Myanmar official sources said the man had succeeded in meeting Aung San Suu Kyi during his time at the house before he was arrested in the early hours of May 6 while swimming back across the lake.
The newspaper said authorities confiscated his passport and a black haversack, torch, folding pliers, a camera, two US 100-dollar bills and some Myanmar currency notes.
In an editorial, The Irrawaddy, a Burma-oriented magazine in Thailand, says Yettaw is the latest self-appointed savior to dabble in Burmese politics.
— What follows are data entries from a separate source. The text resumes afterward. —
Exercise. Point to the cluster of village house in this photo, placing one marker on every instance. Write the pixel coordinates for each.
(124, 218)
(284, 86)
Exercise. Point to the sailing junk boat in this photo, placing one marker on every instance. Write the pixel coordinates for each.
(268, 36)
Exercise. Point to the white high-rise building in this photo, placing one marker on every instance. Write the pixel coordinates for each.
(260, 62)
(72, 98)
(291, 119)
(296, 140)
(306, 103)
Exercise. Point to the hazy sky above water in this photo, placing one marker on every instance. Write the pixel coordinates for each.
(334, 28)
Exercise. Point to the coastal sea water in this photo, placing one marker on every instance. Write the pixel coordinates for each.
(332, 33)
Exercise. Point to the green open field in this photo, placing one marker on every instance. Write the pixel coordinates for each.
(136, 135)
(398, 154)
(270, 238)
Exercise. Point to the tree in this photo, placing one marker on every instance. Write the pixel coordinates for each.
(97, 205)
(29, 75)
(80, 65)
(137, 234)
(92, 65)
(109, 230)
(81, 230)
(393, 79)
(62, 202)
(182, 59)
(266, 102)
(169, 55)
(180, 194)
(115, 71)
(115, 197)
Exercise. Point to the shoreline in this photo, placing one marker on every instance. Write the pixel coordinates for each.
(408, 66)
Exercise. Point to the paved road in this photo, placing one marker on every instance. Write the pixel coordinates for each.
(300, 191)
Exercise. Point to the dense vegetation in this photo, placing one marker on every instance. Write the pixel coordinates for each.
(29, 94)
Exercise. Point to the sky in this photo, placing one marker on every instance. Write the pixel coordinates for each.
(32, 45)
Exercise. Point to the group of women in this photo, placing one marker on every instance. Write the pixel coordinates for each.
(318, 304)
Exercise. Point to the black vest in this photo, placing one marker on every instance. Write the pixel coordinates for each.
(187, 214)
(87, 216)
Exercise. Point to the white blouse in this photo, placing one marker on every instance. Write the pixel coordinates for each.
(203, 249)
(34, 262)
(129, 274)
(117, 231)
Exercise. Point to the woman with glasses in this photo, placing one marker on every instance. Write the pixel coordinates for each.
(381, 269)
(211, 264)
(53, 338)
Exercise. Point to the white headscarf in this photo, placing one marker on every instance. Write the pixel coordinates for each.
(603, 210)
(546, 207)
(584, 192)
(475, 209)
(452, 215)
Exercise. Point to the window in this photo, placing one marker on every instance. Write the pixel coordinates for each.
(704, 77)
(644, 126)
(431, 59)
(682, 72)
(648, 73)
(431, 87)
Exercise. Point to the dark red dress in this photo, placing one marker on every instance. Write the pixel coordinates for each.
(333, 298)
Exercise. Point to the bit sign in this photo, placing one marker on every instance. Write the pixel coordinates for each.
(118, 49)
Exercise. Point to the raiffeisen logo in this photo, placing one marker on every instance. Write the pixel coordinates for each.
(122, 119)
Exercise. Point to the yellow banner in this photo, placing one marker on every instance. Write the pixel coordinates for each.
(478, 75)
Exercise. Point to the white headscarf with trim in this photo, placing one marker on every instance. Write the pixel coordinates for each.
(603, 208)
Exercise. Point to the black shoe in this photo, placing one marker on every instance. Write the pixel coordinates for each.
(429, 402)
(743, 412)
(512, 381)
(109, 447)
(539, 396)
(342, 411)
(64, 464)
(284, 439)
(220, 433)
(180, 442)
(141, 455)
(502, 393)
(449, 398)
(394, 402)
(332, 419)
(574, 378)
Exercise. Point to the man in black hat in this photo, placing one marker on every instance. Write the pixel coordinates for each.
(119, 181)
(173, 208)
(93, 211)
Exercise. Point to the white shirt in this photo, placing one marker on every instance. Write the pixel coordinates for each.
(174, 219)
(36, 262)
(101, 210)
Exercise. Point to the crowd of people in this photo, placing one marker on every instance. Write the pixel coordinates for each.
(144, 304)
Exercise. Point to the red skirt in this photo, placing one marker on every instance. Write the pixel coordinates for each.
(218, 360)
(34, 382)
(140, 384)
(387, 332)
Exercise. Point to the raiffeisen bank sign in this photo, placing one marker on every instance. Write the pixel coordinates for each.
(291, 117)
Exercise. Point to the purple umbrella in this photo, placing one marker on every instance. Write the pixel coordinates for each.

Other foreigners have joined rebel groups or staged solo protests in order to publicize pro-democracy causes. Some Burmese suspect an elaborate conspiracy to extend Suu Kyi's detention but a more likely explanation, argues Irrawadddy editor Aung Zaw, is that Yettaw acted alone.
The American had also turned up in Thailand; he met with some exiled Burmese groups and reportedly told them he was working on a faith-based book on heroism.
They said he is interested in Burma's plight; that his heart is in right place even if his head is not.
And this is exactly what belies the passion of his action – that he did not think it through; that he did not consider the consequences.
If the regime leaders were looking for an excuse to extend Suu Kyi's house arrest, he has given them one on a plate.
After years of isolating Burma, the US government seems ready to try a different tack, nudged by humanitarian agencies seeking access to a poor, disease-prone population. In March, a senior US diplomat traveled to Burma's capital Naypyidaw and met senior government officials there, The New York Times reported. Secretary of State Hillary Clinton has ordered a review of US policy towards Burma, complaining that neither the path of sanctions nor efforts to engage the regime had born fruit.
Another bout of detention of Suu Kyi would further hurt the credibility of national elections due to be held next year, Time says. The military says the polls would be the final step in its road map to democracy. But top posts have been reserved for the military, which is determined not to repeat the embarrassing defeat in 1990. Many opposition activists are in jail and their parties face an uphill battle to campaign freely against pro-government candidates.